Chad Porter, the COO of Ferus, a Calgary-based oil services company, tested the savings of running vehicles on LNG compared to diesel and liked what he saw.

Porter told Bloomberg News that he estimated switching from diesel to LNG as a transport fuel will lower his fuel bill by 22%, or $1 a gallon at the tank.

That helps make the case for switching to engines that run on liquefied natural gas.

"LNG holds great potential as a transport fuel," Mark Williams, Shell's director for downstream, said in a speech this month. "North America, for example, now has a century of gas supplies at current consumption rates. So gas is likely to gain market share in transportation."

Natural Gas Companies Changing Future of Energy

Natural gas now accounts for more than 50% of Shell's production, and overtook crude oil for the first time this year.

"Gas in our view will be the fuel of the future," Shell Chief Executive Officer Peter Voser told shareholders yesterday (Tuesday).

Shell, based in the Netherlands, plans to develop LNG as a transport fuel in areas beyond North America, like Europe, China, Latin America, and Australia. It also plans to use LNG technology for fuel for trains, ships, and mining industry vehicles.

Shell's Green Corridor project in Canada will make 300,000 tons of LNG a year. It plans to start production at its first small-scale gas liquefaction plant at a gas complex west of Calgary.

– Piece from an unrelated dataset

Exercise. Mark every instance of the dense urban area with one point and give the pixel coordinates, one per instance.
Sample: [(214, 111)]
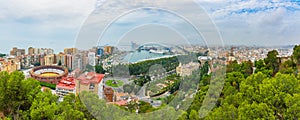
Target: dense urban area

Besides being cheaper than diesel, LNG is also better for the environment.

Natural gas burned in trucks emits as much as 25% less carbon dioxide, as well as almost eliminating particulate matter and sulfur dioxide produced by diesel-powered vehicles, according to the Calgary-based Van Horne Institute.

About 30% of U.S. "classic trucks" can be converted to run on LNG, according to James Burns, Shell's general manager for LNG in Transport, Americas.

Natural gas use in vehicles has support in Washington and has been a big topic of election 2012. U.S. President Barack Obama in January supported tax breaks for natural-gas powered trucks, saying they'll encourage U.S. energy independence and reduce the country's reliance on foreign oil producers.

"We, it turns out, are the Saudi Arabia of natural gas," President Obama said.

Can Australia Be the Next U.S.?

The United States has already started preparing for LNG exports, and now another country is following suit.

In his latest Oil & Energy Investor report, Money Morning Global Energy Strategist Dr. Kent Moors highlights Australia's emergence as the next global leader in liquefied natural gas.

Projections now put the country on schedule to displace Qatar as the major LNG exporter worldwide. Rising from nothing at the beginning of this decade, the country will be exporting at least 80 million tons of gas each year by 2020.

It seems that Australia has significantly more shale gas than originally thought. It remains too early to estimate how much of this will find its way onto the market, or the time it will take to construct the necessary infrastructure, develop the field systems, extract, and process the gas.

Whether or not Australia can have the kind of success that North America is currently experiencing remains to be seen.

Nonetheless, whether the gas will be coming from abundance offshore or locked within rock onshore, one thing is becoming quite clear. Low natural gas prices are triggering massive changes in the global energy market.